In a stark warning to the government, teachers and lecturers have threatened to down their tools should the government proceed with its plans to privatize public learning institutions. The announcement was made during a joint press conference on Tuesday, February 7, where education stakeholders led by the Universities Academic Staff Union (UASU) Secretary General, Constantine Wasonga, spoke out against the proposed move.
The Cost of Privatization: Students Left Behind
In his statement, Wasonga expressed concerns that privatizing schools would make education expensive and limit access to many learners. He also expressed fear that unscrupulous business people would exploit the situation for personal gain. On the other hand, the Kenya National Union of Teachers (KNUT) Secretary General, Collins Oyuu, called for the government to review the management of public schools, highlighting the challenges faced by the education system, including underfunding, inadequate infrastructure, and teacher shortages.

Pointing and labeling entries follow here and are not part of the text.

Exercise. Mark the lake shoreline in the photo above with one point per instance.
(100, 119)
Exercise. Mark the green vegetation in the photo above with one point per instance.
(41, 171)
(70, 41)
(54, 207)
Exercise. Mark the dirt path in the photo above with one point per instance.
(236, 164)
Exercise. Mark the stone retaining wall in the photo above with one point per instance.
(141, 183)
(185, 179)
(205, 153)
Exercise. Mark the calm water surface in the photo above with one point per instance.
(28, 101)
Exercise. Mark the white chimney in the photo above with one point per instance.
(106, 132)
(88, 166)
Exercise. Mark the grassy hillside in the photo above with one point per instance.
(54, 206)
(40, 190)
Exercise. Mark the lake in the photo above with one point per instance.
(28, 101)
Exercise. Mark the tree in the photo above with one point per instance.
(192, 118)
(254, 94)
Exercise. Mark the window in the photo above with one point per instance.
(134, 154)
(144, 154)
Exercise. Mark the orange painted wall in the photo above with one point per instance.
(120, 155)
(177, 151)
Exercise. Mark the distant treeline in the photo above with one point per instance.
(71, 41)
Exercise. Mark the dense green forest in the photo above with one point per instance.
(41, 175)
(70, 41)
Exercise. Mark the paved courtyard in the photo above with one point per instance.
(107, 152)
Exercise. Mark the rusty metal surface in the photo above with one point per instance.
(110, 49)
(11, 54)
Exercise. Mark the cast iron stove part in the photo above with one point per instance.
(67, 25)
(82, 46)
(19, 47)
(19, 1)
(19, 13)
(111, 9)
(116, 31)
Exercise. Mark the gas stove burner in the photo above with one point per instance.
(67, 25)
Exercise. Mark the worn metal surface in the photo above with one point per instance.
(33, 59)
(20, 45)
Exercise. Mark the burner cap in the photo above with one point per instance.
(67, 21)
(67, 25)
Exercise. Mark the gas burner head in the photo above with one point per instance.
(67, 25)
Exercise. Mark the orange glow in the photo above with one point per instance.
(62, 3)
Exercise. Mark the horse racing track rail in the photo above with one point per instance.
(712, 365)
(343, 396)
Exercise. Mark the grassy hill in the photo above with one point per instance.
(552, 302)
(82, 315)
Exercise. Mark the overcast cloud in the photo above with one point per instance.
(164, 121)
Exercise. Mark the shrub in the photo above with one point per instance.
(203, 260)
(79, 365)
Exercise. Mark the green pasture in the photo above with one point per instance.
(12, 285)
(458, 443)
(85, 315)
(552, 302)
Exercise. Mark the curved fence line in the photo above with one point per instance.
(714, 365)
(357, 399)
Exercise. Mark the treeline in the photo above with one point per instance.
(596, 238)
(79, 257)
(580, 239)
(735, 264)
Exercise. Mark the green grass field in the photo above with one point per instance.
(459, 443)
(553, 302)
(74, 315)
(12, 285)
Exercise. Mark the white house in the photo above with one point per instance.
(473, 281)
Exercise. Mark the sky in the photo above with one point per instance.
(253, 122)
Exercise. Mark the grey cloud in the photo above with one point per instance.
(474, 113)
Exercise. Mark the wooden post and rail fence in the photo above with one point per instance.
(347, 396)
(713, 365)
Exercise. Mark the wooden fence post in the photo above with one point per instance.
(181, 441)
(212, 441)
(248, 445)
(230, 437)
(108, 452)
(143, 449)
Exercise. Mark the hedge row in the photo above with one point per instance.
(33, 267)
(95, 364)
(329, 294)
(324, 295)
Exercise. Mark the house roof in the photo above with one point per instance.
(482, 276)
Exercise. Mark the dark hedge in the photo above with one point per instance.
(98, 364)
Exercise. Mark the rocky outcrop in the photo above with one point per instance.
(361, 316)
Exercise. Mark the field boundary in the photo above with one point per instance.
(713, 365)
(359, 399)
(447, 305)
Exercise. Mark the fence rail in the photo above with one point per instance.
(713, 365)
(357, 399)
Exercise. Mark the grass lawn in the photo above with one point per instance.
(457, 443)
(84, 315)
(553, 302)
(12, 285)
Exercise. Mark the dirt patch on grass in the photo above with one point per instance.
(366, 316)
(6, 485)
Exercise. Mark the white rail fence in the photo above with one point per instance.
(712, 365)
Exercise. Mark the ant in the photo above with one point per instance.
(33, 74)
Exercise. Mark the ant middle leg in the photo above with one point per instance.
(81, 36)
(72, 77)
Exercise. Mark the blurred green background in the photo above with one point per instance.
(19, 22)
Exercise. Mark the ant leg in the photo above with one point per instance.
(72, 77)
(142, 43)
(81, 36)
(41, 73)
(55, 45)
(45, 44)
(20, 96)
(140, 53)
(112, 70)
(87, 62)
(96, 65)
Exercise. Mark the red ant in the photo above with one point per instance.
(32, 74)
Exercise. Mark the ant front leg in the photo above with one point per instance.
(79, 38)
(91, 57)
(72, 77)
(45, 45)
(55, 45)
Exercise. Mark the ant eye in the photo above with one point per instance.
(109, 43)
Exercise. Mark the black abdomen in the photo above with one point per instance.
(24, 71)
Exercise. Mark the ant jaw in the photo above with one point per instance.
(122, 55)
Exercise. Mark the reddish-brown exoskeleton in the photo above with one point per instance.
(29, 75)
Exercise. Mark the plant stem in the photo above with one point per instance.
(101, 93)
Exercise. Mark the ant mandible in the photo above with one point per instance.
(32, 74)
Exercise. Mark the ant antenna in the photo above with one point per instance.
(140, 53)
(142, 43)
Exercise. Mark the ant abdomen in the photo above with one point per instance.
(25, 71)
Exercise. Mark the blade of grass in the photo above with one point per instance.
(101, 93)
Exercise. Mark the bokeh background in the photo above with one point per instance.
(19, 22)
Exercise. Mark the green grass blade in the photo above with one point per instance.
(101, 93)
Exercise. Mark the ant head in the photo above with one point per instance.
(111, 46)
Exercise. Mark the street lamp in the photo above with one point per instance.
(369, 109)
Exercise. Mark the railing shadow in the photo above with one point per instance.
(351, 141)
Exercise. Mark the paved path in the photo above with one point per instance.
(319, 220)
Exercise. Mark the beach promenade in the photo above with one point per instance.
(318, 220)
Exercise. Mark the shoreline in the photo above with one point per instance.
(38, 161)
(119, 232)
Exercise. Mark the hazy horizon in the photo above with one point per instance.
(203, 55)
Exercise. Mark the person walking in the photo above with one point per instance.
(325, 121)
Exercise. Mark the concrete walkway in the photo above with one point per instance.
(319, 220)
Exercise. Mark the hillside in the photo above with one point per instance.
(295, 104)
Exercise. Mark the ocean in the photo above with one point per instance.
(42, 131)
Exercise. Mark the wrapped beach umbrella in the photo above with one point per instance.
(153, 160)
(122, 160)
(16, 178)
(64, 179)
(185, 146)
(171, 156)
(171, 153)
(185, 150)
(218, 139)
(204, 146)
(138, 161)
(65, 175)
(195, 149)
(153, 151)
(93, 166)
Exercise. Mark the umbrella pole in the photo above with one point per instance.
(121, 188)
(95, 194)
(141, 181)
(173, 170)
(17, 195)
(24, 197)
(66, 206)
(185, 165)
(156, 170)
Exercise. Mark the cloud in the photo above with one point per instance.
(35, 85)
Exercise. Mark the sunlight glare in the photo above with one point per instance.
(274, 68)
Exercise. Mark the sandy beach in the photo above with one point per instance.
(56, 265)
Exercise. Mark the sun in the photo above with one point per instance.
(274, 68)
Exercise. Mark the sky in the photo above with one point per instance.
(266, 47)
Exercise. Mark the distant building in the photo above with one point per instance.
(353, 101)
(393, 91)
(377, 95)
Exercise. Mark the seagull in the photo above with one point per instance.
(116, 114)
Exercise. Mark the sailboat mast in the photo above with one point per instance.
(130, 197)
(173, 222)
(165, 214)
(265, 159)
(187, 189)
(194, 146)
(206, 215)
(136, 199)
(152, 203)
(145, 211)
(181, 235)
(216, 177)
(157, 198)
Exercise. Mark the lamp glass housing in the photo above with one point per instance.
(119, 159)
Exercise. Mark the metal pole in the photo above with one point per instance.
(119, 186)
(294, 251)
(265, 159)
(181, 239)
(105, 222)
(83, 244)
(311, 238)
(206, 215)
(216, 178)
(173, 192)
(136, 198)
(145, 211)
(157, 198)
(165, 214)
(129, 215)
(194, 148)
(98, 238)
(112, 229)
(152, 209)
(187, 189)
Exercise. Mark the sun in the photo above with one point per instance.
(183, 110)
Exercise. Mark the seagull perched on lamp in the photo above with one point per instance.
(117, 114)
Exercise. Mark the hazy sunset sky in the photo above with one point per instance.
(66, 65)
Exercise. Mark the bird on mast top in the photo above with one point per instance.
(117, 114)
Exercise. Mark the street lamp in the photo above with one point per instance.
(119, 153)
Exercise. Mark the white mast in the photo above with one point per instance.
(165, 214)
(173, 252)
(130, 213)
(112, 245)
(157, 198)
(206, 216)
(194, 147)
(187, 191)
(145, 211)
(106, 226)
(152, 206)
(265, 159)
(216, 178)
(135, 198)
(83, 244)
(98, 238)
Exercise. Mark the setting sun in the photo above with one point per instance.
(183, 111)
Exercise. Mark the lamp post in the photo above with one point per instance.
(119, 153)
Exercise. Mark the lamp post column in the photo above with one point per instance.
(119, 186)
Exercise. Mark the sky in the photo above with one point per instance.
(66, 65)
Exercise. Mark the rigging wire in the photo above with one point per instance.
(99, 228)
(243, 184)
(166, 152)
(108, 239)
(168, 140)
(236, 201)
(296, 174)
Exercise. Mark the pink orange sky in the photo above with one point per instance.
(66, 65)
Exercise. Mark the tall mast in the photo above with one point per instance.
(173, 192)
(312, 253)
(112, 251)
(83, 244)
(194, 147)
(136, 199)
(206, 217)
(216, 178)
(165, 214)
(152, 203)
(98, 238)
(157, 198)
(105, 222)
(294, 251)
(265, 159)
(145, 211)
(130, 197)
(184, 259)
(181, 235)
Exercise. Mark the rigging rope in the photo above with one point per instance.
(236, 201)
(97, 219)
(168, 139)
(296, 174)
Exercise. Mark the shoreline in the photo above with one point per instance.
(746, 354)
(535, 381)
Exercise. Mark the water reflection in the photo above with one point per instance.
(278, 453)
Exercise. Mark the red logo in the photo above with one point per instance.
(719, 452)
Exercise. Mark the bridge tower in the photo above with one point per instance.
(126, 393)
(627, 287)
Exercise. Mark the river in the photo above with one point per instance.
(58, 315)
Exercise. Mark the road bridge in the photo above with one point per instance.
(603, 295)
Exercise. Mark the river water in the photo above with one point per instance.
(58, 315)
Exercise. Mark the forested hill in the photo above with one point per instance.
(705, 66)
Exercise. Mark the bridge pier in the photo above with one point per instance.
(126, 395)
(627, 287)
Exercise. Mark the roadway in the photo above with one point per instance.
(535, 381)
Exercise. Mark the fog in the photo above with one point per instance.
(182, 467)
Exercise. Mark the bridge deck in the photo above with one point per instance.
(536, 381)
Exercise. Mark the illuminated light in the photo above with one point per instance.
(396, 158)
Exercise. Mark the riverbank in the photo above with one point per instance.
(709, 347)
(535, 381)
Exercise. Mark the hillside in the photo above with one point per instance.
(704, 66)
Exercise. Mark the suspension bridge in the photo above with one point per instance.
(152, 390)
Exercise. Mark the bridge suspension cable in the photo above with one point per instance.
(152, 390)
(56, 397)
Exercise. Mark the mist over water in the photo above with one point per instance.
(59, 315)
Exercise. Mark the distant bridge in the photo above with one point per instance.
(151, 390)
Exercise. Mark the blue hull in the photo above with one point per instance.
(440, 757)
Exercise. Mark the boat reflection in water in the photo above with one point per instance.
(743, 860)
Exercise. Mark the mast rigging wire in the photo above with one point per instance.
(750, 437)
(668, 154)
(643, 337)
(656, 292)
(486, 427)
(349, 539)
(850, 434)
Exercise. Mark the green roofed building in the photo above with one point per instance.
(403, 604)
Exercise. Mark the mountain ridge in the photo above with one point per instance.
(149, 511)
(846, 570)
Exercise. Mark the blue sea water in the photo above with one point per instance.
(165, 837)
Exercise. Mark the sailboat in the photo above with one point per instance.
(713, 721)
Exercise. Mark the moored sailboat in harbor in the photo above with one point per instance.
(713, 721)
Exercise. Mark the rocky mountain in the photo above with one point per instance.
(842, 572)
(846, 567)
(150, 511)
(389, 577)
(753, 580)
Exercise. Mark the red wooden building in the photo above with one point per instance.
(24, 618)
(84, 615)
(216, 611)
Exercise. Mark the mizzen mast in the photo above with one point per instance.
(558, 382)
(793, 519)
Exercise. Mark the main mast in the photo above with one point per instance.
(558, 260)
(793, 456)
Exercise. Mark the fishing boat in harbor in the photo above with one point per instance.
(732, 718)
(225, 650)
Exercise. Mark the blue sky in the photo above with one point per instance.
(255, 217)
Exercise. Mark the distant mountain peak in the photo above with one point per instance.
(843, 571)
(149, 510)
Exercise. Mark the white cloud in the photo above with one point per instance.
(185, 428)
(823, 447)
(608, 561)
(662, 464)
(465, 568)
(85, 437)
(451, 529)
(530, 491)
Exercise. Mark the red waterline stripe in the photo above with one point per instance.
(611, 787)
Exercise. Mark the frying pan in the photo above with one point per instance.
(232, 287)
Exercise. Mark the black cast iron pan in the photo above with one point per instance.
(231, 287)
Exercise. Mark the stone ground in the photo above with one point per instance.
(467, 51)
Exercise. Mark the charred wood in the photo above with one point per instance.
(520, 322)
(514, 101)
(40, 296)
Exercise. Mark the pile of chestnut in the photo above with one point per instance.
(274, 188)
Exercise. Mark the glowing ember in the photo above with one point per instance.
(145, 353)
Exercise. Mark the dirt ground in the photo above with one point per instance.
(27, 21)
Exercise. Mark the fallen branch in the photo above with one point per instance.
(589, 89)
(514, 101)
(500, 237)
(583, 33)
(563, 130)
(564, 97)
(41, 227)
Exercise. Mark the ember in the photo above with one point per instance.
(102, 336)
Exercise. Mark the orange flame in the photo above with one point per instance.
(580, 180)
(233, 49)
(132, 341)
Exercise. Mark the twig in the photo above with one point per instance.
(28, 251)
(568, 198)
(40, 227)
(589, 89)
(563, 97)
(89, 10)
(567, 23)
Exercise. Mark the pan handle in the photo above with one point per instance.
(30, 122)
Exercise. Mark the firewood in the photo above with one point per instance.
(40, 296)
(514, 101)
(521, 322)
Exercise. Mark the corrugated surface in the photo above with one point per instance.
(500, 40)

The Ministry of Education has refuted reports that it had kickstarted plans to privatize schools across the country. This came after reports alleged that prestigious schools, such as Alliance High School, were targeted. The privatization of some public universities was proposed by Trade Cabinet Secretary, Moses Kuria, who argued that the move would help address the financial crisis at the institutions.
However, the proposed privatization bill is currently at the public participation stage and will issue regulations on the privatization of public institutions. With the education sector in crisis, teachers and lecturers are urging the government to reconsider its plans and work towards finding a solution that will benefit all.